I know that softest does its job by sloppily replacing a bunch of REALLY important windows system files with its own versions. Additionally, it would not surprise me if the act of installing and running Softtest breached the Windows license that most of us have on our laptops. If so, the irony of many state Bars and law schools requiring students and would-be lawyers to commit copyright infringement in order to take an exam is too precious.

Honestly, I'm not too upset about the forced possible copyright infringement. I'm sure I accidentally breach the terms of my Windows license on accident all the time -- that thing is pretty limiting, and possibly not enforceable in all aspects, but that's another discussion entirely (not to mention that who wants to sue microsoft?).

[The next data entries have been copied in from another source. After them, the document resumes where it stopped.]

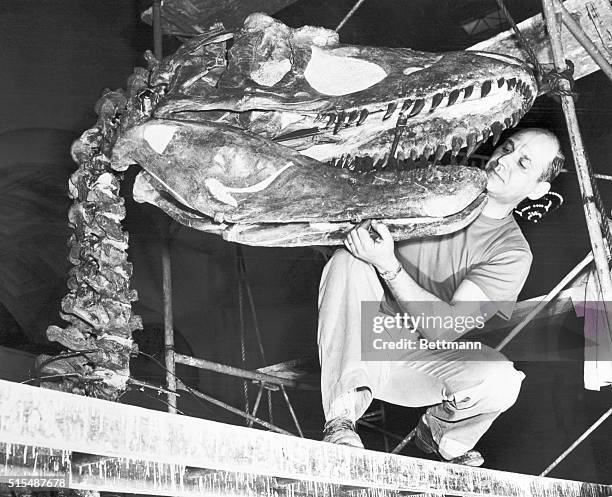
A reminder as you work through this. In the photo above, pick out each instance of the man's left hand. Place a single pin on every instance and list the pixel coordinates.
(380, 253)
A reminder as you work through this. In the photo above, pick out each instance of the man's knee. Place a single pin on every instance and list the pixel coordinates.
(497, 390)
(345, 264)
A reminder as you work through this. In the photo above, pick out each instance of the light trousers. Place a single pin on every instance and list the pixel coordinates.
(466, 389)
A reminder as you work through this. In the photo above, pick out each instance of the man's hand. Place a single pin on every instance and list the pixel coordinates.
(380, 253)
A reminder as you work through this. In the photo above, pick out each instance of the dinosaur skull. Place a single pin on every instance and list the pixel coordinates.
(333, 101)
(246, 142)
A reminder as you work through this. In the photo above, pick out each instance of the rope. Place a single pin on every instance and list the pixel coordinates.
(549, 79)
(580, 439)
(349, 15)
(245, 385)
(522, 40)
(553, 81)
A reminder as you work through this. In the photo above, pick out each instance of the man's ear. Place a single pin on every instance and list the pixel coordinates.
(541, 189)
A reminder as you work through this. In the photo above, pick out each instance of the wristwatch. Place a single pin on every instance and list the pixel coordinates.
(392, 274)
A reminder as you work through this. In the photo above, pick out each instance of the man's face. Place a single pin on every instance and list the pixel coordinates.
(515, 167)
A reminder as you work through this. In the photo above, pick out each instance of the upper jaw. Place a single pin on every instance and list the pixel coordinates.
(451, 100)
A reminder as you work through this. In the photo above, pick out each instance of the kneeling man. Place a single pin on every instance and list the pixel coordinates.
(468, 276)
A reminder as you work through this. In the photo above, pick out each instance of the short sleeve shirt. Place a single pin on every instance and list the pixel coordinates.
(491, 253)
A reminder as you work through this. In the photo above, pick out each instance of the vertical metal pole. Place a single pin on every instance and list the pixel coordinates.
(166, 257)
(157, 32)
(168, 324)
(591, 213)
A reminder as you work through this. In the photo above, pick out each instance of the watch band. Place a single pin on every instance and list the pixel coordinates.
(391, 275)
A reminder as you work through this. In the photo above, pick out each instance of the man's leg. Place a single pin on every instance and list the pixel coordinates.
(469, 389)
(346, 381)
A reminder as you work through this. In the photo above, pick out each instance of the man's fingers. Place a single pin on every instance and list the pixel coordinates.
(364, 237)
(382, 230)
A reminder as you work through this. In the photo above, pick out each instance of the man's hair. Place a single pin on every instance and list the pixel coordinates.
(554, 168)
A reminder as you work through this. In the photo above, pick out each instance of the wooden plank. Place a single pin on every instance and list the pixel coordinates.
(62, 421)
(192, 17)
(534, 29)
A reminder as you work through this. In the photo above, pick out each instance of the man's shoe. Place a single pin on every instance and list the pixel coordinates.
(422, 438)
(341, 431)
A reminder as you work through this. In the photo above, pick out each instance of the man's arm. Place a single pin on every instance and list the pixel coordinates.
(468, 301)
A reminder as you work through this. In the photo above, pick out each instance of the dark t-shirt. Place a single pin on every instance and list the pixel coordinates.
(491, 253)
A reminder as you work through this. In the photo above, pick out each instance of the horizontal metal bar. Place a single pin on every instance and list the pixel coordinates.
(240, 373)
(62, 421)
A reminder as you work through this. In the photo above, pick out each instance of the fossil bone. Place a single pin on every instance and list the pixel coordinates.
(288, 137)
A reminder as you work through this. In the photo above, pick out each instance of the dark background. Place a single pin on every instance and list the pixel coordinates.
(56, 58)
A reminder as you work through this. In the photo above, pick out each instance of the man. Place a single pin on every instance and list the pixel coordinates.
(477, 271)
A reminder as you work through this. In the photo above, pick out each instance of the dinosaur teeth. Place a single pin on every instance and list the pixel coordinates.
(472, 143)
(453, 96)
(390, 110)
(339, 122)
(418, 107)
(440, 151)
(362, 117)
(436, 100)
(497, 129)
(407, 104)
(485, 89)
(486, 133)
(456, 143)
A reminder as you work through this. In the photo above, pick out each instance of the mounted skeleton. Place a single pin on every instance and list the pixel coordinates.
(294, 139)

I am upset that in order to take exams on a computer, I have to permit my computer to be injured. But, because I'd hate hand-writing for 4 hours (I'm not even certain I could do it, at this point) I do it. I'm mainly frustrated because I'm certain that the educational and bar administrators who contract with Examsoft have no idea to what they are subjecting their students' and bar-exam-takers' computers. This latest rash of blue-screens has me reconsidering my decision -- perhaps I should just remove the software and hand-write. I'd hate to lose an outline during the study period -- perhaps I'd hate the loss more than handwriting my exams? Who knows.

I'm also offended for people like Transmogriflaw who have to keep a separate "exam computer" just for the privilege of taking exams on a computer (although, if I had a junker, I'd consider it, just to keep softtest away from my computer).

While I understand the concerns about cheating, I have to assume there is an easier way to solve this problem in software at the application level (for example by disabling cut and paste from external sources? keeping a timer of when the app is in the foreground and maximized? Grabbing a copy of the message queue during the entire time the application is running and attaching it to the file when the exam is saved?). Add a good application level solution with warning to people that they will be caught, they are on their honor to report anyone they see in a different application, etc. etc. and you've got a halfway decent, cheaper, and less invidious solution. Also, open-internet exams would be a cinch... enable cut-and-paste and don't attach the log file or check the message queue.

[/rant concluded]

December 2, 2005

Foreshadowing: it's not just for movies

At mile 2 of my run today, the kid in front of me flew over his handlebars and caught himself on the pavement with his hands in a painful-looking pushup. He made an odd "oouuuffff" as he flew. It was quite a spectacle.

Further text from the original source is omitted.